Color temperature has been described most simply as a method of describing the color characteristics of light, usually either warm (yellowish) or cool (bluish), and measuring it in degrees
of Kelvin (°K).
That’s a little too simple to be of more than introductory value.
A more technical definition assigns a numerical value to the color emitted by a light source, measured in degrees of Kelvin. The Kelvin Color Temperature scale imagines a black body object— (such as a lamp filament) being heated. At some point the object will get hot enough to begin to glow. As it gets hotter its glowing color will shift, moving from deep reds, such as a low burning fire would give, to oranges & yellows, all the way up to white hot. Light sources that glow this way are called “incandescent radiators”, and the advantage to them is that they have a continuous spectrum. This means that they radiate light energy at all wavelengths of their spectrum, therefore rendering all the colors of a scene being lit by them, equally. Only light from sources functioning this way can meet the truest definition of color temperature.

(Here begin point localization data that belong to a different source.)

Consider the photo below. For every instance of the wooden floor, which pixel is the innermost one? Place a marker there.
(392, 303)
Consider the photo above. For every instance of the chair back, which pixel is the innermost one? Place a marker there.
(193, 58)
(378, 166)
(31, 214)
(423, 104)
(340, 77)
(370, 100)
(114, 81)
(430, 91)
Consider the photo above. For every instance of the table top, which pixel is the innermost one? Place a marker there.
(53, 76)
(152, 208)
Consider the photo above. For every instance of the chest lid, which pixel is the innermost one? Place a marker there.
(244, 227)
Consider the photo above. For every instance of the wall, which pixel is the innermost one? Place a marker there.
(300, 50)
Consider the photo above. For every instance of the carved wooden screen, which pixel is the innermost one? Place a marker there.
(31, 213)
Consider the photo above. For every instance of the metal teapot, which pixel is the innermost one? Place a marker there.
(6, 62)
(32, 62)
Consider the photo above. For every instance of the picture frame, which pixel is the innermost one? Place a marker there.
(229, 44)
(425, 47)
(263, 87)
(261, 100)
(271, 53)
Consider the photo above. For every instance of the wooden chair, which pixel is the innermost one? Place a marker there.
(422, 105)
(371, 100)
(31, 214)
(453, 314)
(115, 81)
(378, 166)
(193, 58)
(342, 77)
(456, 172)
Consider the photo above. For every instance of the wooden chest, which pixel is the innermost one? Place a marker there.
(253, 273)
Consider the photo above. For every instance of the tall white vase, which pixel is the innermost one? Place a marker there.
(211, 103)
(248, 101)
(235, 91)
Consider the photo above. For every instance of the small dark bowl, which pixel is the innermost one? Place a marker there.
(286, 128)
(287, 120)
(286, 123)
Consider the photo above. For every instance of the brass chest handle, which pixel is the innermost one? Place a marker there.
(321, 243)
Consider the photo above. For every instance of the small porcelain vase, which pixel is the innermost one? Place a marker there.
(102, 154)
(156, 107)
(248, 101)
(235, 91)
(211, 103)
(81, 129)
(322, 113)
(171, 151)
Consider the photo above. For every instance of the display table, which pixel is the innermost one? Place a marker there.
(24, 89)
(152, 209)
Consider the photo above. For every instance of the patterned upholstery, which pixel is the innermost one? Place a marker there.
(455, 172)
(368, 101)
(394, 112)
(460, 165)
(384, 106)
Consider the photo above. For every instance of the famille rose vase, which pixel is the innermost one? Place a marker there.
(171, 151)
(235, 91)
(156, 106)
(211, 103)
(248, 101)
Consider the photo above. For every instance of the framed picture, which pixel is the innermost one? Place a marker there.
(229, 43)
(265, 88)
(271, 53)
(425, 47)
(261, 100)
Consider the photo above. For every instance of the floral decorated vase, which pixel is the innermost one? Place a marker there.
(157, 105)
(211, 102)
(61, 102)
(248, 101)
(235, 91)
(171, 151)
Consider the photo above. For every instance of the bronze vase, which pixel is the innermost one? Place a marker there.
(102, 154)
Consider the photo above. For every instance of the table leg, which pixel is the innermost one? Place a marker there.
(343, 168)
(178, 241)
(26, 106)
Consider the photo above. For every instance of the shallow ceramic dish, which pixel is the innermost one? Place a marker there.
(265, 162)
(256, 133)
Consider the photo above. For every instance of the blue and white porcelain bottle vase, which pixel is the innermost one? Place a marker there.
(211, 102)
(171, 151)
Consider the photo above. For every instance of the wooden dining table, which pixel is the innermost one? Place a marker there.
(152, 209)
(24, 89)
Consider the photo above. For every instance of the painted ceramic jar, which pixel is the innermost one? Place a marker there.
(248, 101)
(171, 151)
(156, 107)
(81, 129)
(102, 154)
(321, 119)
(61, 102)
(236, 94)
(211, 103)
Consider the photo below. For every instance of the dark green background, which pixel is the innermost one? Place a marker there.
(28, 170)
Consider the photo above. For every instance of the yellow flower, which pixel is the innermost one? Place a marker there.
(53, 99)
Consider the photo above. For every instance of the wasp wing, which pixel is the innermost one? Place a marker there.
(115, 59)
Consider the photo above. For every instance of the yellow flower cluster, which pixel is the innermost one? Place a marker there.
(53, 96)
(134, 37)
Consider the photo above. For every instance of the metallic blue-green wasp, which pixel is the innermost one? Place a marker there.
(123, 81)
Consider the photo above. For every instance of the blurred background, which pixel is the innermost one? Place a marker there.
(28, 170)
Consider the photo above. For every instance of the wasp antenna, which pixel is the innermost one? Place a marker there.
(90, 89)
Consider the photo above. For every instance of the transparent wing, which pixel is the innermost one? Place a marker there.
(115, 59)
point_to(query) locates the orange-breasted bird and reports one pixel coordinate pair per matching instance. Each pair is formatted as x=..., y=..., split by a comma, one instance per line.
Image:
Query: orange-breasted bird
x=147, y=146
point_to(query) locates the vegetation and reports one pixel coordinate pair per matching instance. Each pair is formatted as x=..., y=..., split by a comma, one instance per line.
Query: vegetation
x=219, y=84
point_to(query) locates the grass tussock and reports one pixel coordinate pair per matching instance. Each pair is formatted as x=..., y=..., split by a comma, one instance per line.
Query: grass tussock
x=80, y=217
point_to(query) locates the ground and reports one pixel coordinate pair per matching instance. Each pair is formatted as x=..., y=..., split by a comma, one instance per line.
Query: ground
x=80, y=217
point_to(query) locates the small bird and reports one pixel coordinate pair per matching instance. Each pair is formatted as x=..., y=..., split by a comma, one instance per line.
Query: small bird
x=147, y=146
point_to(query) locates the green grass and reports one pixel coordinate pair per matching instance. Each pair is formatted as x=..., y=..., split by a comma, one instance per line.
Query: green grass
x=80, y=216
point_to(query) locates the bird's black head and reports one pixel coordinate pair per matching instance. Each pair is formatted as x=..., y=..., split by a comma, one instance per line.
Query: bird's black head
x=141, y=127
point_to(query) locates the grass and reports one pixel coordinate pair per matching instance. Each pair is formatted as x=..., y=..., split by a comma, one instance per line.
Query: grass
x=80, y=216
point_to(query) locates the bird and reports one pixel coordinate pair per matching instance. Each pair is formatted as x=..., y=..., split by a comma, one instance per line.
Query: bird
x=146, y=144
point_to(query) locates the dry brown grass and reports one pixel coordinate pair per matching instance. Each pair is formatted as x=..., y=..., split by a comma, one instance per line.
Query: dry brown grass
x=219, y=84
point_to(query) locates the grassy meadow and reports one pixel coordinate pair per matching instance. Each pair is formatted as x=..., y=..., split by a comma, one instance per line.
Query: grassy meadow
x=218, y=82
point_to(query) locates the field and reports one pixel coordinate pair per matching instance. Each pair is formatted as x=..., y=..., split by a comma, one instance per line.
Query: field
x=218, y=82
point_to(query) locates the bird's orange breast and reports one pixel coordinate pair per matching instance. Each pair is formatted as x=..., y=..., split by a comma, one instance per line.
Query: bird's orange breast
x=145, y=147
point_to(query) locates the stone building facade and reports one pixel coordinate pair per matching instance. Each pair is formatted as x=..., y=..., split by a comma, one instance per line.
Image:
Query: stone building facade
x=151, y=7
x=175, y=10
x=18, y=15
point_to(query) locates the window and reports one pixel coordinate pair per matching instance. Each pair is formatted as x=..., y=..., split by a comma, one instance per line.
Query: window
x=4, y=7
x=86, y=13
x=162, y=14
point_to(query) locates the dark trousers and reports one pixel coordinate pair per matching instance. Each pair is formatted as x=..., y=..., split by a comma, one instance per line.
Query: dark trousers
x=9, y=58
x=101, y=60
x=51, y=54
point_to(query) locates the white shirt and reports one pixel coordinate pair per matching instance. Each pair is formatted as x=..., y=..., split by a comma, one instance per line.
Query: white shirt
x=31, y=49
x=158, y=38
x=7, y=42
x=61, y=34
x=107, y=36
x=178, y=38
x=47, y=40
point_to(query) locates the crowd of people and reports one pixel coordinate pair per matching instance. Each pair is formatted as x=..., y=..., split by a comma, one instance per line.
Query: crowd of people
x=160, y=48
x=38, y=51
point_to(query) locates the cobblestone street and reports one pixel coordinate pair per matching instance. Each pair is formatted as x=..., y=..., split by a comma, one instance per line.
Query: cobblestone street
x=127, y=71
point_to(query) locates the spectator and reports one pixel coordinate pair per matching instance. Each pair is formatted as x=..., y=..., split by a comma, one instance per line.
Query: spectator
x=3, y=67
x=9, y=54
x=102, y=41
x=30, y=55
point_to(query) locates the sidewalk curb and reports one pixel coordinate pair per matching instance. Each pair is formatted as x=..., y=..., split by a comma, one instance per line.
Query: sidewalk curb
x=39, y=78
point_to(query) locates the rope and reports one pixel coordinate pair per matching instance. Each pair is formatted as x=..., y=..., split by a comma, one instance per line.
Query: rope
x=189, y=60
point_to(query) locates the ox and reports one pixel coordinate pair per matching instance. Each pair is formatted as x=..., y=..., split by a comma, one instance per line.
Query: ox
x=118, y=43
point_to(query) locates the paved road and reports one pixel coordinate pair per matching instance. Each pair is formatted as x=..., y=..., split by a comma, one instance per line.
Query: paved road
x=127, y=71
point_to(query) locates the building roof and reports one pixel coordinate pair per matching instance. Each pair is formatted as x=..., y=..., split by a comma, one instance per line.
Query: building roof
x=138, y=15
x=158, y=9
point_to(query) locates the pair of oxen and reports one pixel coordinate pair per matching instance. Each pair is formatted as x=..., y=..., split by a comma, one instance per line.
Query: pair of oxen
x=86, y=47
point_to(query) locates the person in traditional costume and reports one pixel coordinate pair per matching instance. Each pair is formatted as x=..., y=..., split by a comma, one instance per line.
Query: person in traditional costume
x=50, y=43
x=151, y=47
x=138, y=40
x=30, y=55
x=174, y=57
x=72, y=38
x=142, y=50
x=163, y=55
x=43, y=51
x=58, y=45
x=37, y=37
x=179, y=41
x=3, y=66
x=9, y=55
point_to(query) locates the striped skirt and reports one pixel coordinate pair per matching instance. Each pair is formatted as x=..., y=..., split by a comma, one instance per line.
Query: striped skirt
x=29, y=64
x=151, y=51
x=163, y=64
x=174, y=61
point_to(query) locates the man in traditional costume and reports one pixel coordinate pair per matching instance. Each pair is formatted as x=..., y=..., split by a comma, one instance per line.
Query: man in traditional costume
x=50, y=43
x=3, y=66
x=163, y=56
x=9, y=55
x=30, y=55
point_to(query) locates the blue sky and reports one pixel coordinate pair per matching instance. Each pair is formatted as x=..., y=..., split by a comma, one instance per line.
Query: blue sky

Note – the light spectrum is wider than our ability to see it. Light values falling beneath the visible part of the spectrum are referred to as infrared, and above the spectrum as ultraviolet. Each can adversely affect an image, and you may need to add some filtration to remove them.
Light sources that are not incandescent radiators have what is referred to as a “Correlated Color Temperature” (CCT). It’s connotations to any part of the color temperature chart are strictly visually based. Lights with a correlated color temperature do not have an equal radiation at all wavelengths in their spectrum. As a result, they can have disproportionate levels (both high & low) when rendering certain colors. These light sources are measured in their ability to accurately render all colors of their spectrum, in a scale is called the Color Rendering Index (CRI)
Each LED diode manufactured will have a fluctuation in colour temperature, the quality of the LED determines the amount of fluctuation. A typical diode in 3000k will have a tolerance of 2800k-3200k. This cannot be detected with the human eye
Color Rendering Index (CRI) Defined
A simple definition of Color Rendering Index (CRI) would measure the ability of a light source to accurately render all frequencies of its color spectrum when compared to a perfect reference light of a similar type (color temperature). It is rated on a scale from 1-100. The lower the CRI rating, the less accurately colors will be reproduced. Light sources that are incandescent radiators have a CRI of 100 since all colors in their spectrum are rendered equally. As stated earlier, light sources that are not incandescent radiators will have Correlated Color Temperatures.
Examples of light sources with Correlated Color Temperatures, having CRI levels that are less than 100 would include: HMIs, and also most photo quality fluorescent lamps, as well as LEDs. With lower CRI ratings these sources may also have too much green or magenta in their spectrums. An acceptable Color Rendering Index level for professional imaging is considered to be 90 or above.